I made the call repeatedly over the last week: you can’t double-dip on multiple indemnity insurance policies. The purpose of indemnity insurance is to make you whole, to restore the value of what is insured, not function as a profit-making enterprise. So it’s no surprise to me that, in this story by Mike Kunzelman of the Associated Press on the Weiss v. Allstate case in Louisiana, the judge will instruct the jury to take into account that the policyholders have already received $350,000 in flood insurance money:
"That money cannot be recovered again in this case and I will instruct the jury to that effect," U.S. District Judge Sarah Vance said in response to a request from Allstate.
Vance made the announcement from the bench while the jury was out of the courtroom and after lawyers for homeowners Robert and Merryl Weiss of Slidell rested their case against Allstate.

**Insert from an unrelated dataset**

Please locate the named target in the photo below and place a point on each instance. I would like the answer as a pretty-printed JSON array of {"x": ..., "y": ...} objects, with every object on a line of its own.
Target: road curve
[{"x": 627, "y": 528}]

Sometimes you have to be there to really figure out the context of a statement, but this position by the plaintiffs’ lawyer didn’t leap off the page at me as making a whole lot of sense:
"We’re not trying to get double recovery by any means," the Weisses’ lawyer, Richard Trahant said after Vance’s announcement. But he added that Allstate shouldn’t get credit for money supplied by federal government through the flood insurance program.
Hold on a minute. If Allstate doesn’t get an offset for the money paid by another source, that is the definition of double-dipping — drawing on multiple indemnity sources for the same risk.
The story says the trial continues today.